Trump, Üst Düzey Blackwell Yapay Zeka Çiplerinin Çin ve Diğer Ülkelere Satışına İzin Verilmeyeceğini Söyledi
ABD Başkanı Donald Trump, yapay zeka teknolojisinin en kritik bileşeni olan gelişmiş yarı iletkenler konusunda son derece net bir mesaj vererek, teknoloji devi Nvidia’nın en yeni ve en güçlü çiplerinin ihracatına izin verilmeyeceğini açıkladı. Trump, CBS kanalında yayımlanan “60 Minutes” programında ve Air Force One uçağında gazetecilere yaptığı açıklamalarda, Nvidia’nın sunduğu üst düzey Blackwell çiplerine yalnızca ABD’li müşterilerin erişmesi gerektiğini belirtti.
Bu politikanın altını net bir şekilde çizen Trump, “En gelişmişini, ABD dışında kimsenin almasına izin vermeyeceğiz” dedi ve “Blackwell çipini başkalarına vermiyoruz” diye ekledi. Bu ifadeler, Trump yönetiminin, daha önceki yetkililerin belirttiğinden çok daha sıkı ve kapsamlı bir teknoloji ihracat kısıtlaması getirebileceğini gösteriyor. Trump, en gelişmiş Blackwell çiplerinin Çinli şirketlere satışına kesinlikle izin vermeyeceğini söylerken, daha az yetenekli versiyonların satışına ise kapıyı tamamen kapatmadı.

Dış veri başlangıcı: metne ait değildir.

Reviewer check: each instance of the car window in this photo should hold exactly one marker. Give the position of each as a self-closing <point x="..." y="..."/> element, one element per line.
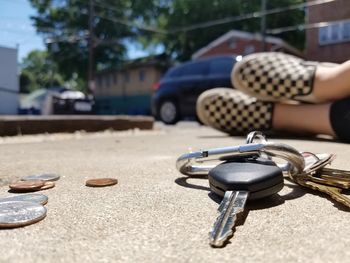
<point x="173" y="72"/>
<point x="195" y="69"/>
<point x="221" y="66"/>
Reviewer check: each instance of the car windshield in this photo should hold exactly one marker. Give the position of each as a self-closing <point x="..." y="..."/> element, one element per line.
<point x="221" y="66"/>
<point x="34" y="99"/>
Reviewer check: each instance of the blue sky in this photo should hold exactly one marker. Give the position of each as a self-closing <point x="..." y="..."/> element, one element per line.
<point x="16" y="29"/>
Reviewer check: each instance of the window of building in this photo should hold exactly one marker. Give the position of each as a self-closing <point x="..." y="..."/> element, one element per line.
<point x="126" y="77"/>
<point x="232" y="42"/>
<point x="107" y="81"/>
<point x="99" y="82"/>
<point x="142" y="75"/>
<point x="346" y="31"/>
<point x="249" y="49"/>
<point x="335" y="33"/>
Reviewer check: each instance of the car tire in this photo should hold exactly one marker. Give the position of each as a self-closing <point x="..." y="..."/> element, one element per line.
<point x="169" y="112"/>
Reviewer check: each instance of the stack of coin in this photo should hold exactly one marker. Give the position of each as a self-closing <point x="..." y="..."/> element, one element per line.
<point x="101" y="182"/>
<point x="35" y="183"/>
<point x="22" y="210"/>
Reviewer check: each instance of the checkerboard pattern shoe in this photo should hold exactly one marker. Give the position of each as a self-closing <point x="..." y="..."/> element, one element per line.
<point x="234" y="112"/>
<point x="274" y="76"/>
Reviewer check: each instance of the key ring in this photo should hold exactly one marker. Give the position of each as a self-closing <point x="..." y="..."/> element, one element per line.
<point x="192" y="163"/>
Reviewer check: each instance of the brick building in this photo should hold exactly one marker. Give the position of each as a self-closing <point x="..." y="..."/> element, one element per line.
<point x="9" y="88"/>
<point x="331" y="42"/>
<point x="243" y="43"/>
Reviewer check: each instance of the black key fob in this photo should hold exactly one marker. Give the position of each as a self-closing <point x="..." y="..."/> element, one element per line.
<point x="261" y="177"/>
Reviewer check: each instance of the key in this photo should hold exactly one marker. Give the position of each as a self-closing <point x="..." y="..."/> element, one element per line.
<point x="238" y="181"/>
<point x="333" y="192"/>
<point x="325" y="180"/>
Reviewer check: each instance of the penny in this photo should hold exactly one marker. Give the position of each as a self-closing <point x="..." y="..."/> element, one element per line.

Trump’ın bu açıklaması, Nvidia’nın geçtiğimiz Cuma günü Güney Kore’ye ve Samsung dahil ülkenin en büyük şirketlerine 260 binden fazla Blackwell yapay zeka çipi tedarik edeceğini duyurmasının hemen ardından gelmesiyle dikkat çekti. Nvidia CEO’su Jensen Huang ise geçen hafta yaptığı bir açıklamada, Pekin’in tutumu nedeniyle Çin pazarı için ABD’den ihracat lisansı talep etmediklerini belirtmişti.
Finans Hattı Yorumu: Donald Trump’ın bu açıklaması, ABD ile Çin arasında yıllardır süren teknoloji savaşında yeni ve çok daha keskin bir perdenin açılabileceğinin en net sinyalidir. Bu, sadece mevcut ihracat kontrollerini sıkılaştırmanın ötesinde, “tekno-milliyetçilik” olarak adlandırılabilecek bir doktrinin ilanıdır. Bu yaklaşıma göre, en üst düzey teknoloji, ulusal güvenlik ve ekonomik rekabetin merkezinde yer alan stratejik bir varlıktır ve müttefik dahi olsa başka ülkelerle paylaşılmamalıdır. Bu, “stratejik kısıtlama” politikasından, “Amerika Birinci” (America First) ilkesinin teknolojiye tam olarak yansıtıldığı bir korumacılık politikasına geçiş anlamına gelir.
Bu durumun küresel teknoloji tedarik zincirleri için sarsıcı sonuçları olabilir. Nvidia gibi gelirlerinin önemli bir kısmını yurt dışı satışlardan elde eden bir şirket için bu, ticari modelini temelden sarsacak bir gelişmedir. Daha da önemlisi, Trump’ın “diğer ülkeler” ifadesi, Güney Kore ve Japonya gibi ABD’nin en yakın teknoloji müttefiklerini bile zan altında bırakıyor. Nvidia’nın daha birkaç gün önce Samsung ile yaptığı devasa Blackwell anlaşması, Trump’ın bu politikayı hayata geçirmesi durumunda anında bir krize dönüşebilir. Bu durum, müttefik ülkeleri kendi yapay zeka çipi geliştirme programlarını daha da hızlandırmaya iterek, uzun vadede ABD’nin teknoloji hegemonyasına karşı yeni rakiplerin doğmasına zemin hazırlayabilir. Çin tarafında ise bu katı tutum, Pekin’in yüksek teknoloji ürünlerinde kendine yeterlilik hedefine ulaşma konusundaki kararlılığını daha da kamçılayacaktır. Kısacası, Trump’ın sözleri, küresel yapay zeka yarışında kuralların yeniden yazıldığı, daha izole ve rekabetin daha acımasız olduğu bir dönemin habercisidir.